Aguarda-se o resultado. No primeiro round, a UEFA ignorou a intimação de Madrid, mas indultou os implicados em sinal de recuo. O presidente da UEFA, que Florentino Pérez acusa de estar agarrado a privilégios, diz que espera ganhar o processo, mas di-lo com cautela, pois pode vir aí um caso Bosman, agora a favor do patronato, em que os milionários podem criar as Ligas que quiserem, nos termos que entenderem.
UEFA e FIFA enfrentam o poder das crias que ajudaram a cevar num ambiente de suspeita e corrupção, por isso têm pouca força moral para limitarem o acesso à copa da árvore das patacas ainda por abanar, e os homens feudais do futebol, liderados pelo empreiteiro Pérez, passaram das palavras à acção.
Entretanto, o reino saudita comprou o Newcastle e fez dele o clube inglês mais abonado do ramalhete árabe, sob a contestação dos outros ricos da Premier Legue, que se queixarão nos tribunais quando os já inflacionados salários derem mais um salto.

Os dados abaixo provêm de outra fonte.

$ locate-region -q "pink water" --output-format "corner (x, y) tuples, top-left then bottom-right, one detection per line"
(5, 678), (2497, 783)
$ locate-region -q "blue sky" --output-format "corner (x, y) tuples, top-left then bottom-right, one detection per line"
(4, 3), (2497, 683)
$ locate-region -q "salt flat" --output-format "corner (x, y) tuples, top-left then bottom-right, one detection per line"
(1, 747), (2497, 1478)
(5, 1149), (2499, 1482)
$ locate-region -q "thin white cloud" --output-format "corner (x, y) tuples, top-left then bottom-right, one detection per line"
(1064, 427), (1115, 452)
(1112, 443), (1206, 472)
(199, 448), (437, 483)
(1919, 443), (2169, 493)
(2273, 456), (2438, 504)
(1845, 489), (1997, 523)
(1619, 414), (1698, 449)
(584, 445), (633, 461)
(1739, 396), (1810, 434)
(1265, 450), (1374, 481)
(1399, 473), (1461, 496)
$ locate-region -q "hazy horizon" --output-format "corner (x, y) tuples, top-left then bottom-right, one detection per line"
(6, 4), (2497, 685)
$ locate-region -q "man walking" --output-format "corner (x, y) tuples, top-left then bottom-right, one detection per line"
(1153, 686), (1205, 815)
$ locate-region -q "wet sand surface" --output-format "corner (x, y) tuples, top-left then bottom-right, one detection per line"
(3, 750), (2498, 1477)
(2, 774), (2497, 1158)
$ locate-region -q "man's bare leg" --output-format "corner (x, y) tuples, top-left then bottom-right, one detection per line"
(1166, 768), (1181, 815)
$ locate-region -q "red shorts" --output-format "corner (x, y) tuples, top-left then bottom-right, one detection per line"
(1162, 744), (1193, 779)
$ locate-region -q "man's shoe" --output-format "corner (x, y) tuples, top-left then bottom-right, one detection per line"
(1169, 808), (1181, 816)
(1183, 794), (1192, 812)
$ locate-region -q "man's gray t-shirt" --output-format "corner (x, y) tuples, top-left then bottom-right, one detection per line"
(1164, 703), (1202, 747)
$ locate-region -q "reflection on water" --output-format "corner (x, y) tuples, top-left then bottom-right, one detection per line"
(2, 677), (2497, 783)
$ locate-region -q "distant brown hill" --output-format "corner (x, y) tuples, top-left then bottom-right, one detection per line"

Isto seria uma telenovela interessante de seguir do sofá, se não afectasse o futebol. Porque o que aí vem é o capitalismo desregulado em movimento, a agricultura intensiva do futebol. Lembra-me uma velha cantiga de José Afonso, Coro dos Tribunais: soa o clarim soa o tambor/ o morto já não sente a dor/ quando o deserto nada tem a dar/ vêm as águias almoçar.